Keeping strong hives and paying attention by not allowing too much comb so the bees do not lose control is best.

Ground treatments, and almost everything in the magazines being marketed, has to do with some type treatment based on trying to control the larvae after they leave the hive.

What a Joke! If you got larvae (SHB worms) dropping out of the hive and are trying to kill them at that stage of the process, you lost your hive.

Who cares at that point, since the next wave of beetles may come from miles away, and not under your hives.

I made these statements to probably the leading SHB researcher, and I must of caught him off guard. He studdered, agreed, and was lost for words.

A few beetle in the hive is not worth worrying about.

Freeze your supers after extraction. Or let your bees clean them out. For the most part, SHB are usually on wet supers or boxes. They don't do much to comb that does not have honey.

Ultimately, you will find some bees handle them great while others do not. But much of this success is the beekeeper paying attention and doing his/her part.


----------



## alleyyooper

Lots of small bee keepers who can get in their hive every couple of weeks use coragated card board on the top bars to keep them under some control. Place a square in the hive and in a couple of weeks remove it into a pail of hot water I've been told.

DIY traps.
http://www.greenbeehives.com/abgrbe.html

http://entnemdept.ufl.edu/creatures/misc/bees/small_hive_beetle.htm
pay attention to the Clutural and mechanical controls section.

http://www.omafra.gov.on.ca/english/food/inspection/bees/info-shb-treatment.htm

 Al


----------



## southerngurl

I had a few when I got my first hive.

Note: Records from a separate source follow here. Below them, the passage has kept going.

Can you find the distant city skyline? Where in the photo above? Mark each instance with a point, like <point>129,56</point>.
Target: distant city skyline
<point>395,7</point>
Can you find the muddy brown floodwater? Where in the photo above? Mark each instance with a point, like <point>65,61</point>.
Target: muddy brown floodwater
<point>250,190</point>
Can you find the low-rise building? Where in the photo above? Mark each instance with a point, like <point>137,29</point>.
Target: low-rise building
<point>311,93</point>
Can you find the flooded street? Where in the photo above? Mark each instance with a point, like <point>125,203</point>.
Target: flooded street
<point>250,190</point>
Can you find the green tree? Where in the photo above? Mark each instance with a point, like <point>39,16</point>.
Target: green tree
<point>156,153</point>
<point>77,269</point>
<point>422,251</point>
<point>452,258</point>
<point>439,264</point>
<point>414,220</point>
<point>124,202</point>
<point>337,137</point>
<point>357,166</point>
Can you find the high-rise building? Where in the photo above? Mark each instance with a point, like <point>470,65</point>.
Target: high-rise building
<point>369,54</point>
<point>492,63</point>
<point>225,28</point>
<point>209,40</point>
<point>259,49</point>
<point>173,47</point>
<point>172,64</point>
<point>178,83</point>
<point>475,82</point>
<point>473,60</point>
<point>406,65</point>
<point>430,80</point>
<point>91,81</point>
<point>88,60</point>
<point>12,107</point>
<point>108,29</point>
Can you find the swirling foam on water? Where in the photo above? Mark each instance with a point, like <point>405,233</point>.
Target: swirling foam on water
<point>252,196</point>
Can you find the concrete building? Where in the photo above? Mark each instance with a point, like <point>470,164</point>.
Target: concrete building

I put one of those mineral oil traps in there and crushed a couple by hand and havent seen any in a few weeks except dead in the trap. The number in the trap hasn't changed either so I think they are all gone for now. I also have metal under my hive which would screw up their life cycle but would hope never to get to that point! 

I read that the bees themselves will round them up and hold them like in prison so they can't run around and do anything, but when we open the hivemthey get lose in all the confusion, something to think about too.


----------



## southerngurl

I just have one of these little traps, slide between the frames. http://www.rweaver.com/images/Supplies-sm-hive-beetle-trap.jpg


----------



## greg273

Interesting thread, hope you dont mind farmgirl if I ask a related question...
We've got 2 new hives this year... first ever, actually, bought 2 nucleus hives late this spring. Each has 2 deep supers, they are filling out about 60% of the second hive body I put on a month ago.
Saw two hive beetles when I first opened one of them... up top, on the inner cover. Bees are looking good, and storing honey. At what population are they considered a menace? Will the bees take care of them in a reasonably strong hive? We're pretty new at this, but starting to learn....

The only thing unusual about that hive was the excessive burr comb the bees were building on that inner cover, they were apparently finishing a leftover project from when I left them in the first deep super too long. I scraped it all off this time, it was empty, except for a few drops of honey.


----------



## greg273

http://entnemdept.ufl.edu/creatures/misc/bees/small_hive_beetle.htm

Great link Al. Its amazing to think these beetles made their way throughout the US so quickly!


----------